I often get asked if this question is sinful.

The first thing to know is that we are not alone in asking God why. The Bible is full of examples of people who posed this question. You don't have to read very far in books like the book of Psalms to find writers like David crying out to God, pointing out injustice, and asking Him why He is so slow to deal with the wicked or asking why He has abandoned His people in their time of need. The prophet Habakkuk cried out, "O Lord, how long shall I cry for help, and you will not hear?" (Habakkuk 1:2a).

All of this tells me that the question is not whether or not it is a sin to ask God why. God is big enough for our questions. What matters is our motive.

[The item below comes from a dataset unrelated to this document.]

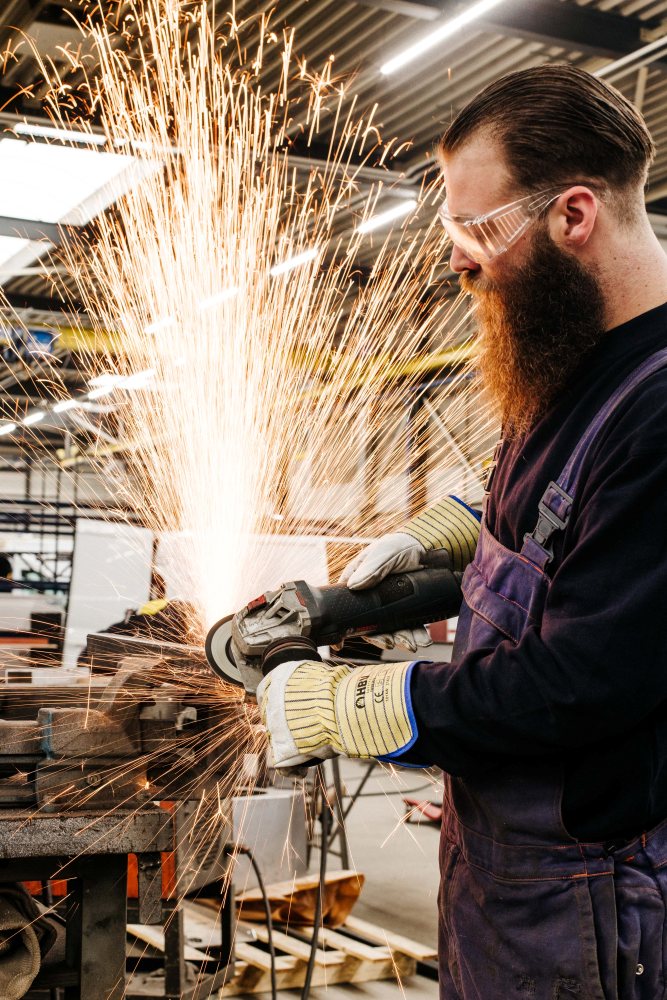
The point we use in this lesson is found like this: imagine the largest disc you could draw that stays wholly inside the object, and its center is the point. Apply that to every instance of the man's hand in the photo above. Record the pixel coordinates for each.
(395, 553)
(315, 710)
(449, 525)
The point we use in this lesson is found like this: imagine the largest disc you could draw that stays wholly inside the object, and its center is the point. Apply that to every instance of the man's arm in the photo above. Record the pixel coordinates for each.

What are we seeking when we ask Him? Are we desiring God to reveal Himself and to show us His will? If so, we are following biblical directives. In James 1:5, we are told, " If any of you lacks wisdom, let him ask God, who gives generously to all without reproach, and it will be given him." If we don't know what to do, if we are struggling and need wisdom, if we want to know how to discern God's will and direction in the midst of all that leaves us confused and discouraged, He invites us to ask Him.

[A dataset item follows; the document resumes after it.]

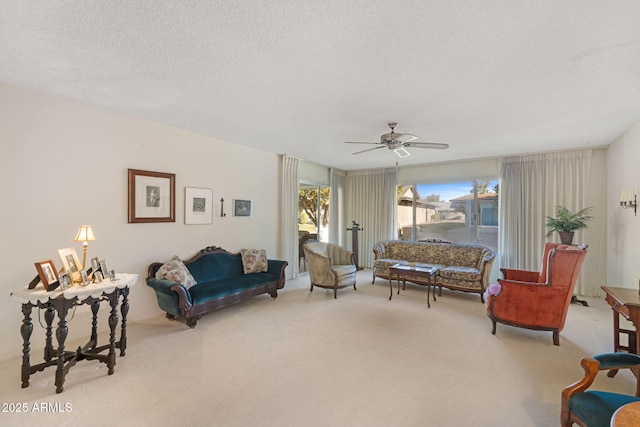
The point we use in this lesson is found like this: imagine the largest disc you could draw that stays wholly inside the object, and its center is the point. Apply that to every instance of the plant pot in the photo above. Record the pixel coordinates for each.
(566, 237)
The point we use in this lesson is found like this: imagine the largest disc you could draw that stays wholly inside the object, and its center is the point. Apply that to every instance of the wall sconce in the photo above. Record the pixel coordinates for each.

It's very different, however, to ask God why because we are bitter or angry and do not trust Him.

Paul reminds us in Philippians 4:6-7, "Do not be anxious about anything, but in everything by prayer and supplication with thanksgiving let your requests be made known to God. And the peace of God, which surpasses all understanding, will guard your hearts and your minds in Christ Jesus." Paul tells us that the opposite of anxiousness is going to God with your struggles, your doubts, and your fears with a spirit of faith. You can acknowledge that there's a lot you don't know and that you have nowhere else to turn as you surrender everything to Him.

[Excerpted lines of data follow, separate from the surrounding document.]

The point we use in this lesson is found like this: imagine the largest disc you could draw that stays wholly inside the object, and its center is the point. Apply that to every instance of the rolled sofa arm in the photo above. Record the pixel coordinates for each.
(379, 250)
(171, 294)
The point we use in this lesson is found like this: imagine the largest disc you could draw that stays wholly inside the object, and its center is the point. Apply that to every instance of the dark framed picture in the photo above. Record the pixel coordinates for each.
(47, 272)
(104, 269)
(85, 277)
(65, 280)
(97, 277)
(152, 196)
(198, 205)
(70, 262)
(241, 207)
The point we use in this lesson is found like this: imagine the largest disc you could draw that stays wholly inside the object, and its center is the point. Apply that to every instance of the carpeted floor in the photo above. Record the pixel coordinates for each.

When we approach Him with humble hearts of surrender and faith in the midst of our pain, we will get up off of our knees with a greater sense of assurance. We still might not see or understand what God is doing, but we will be reminded that our faith is not in God orchestrating circumstances according to our desires. Our faith is knowing that God is God. He always is, and He always will be.

We can take Him our questions of why. But we must remember that our security is not in God’s activity. It's in His identity.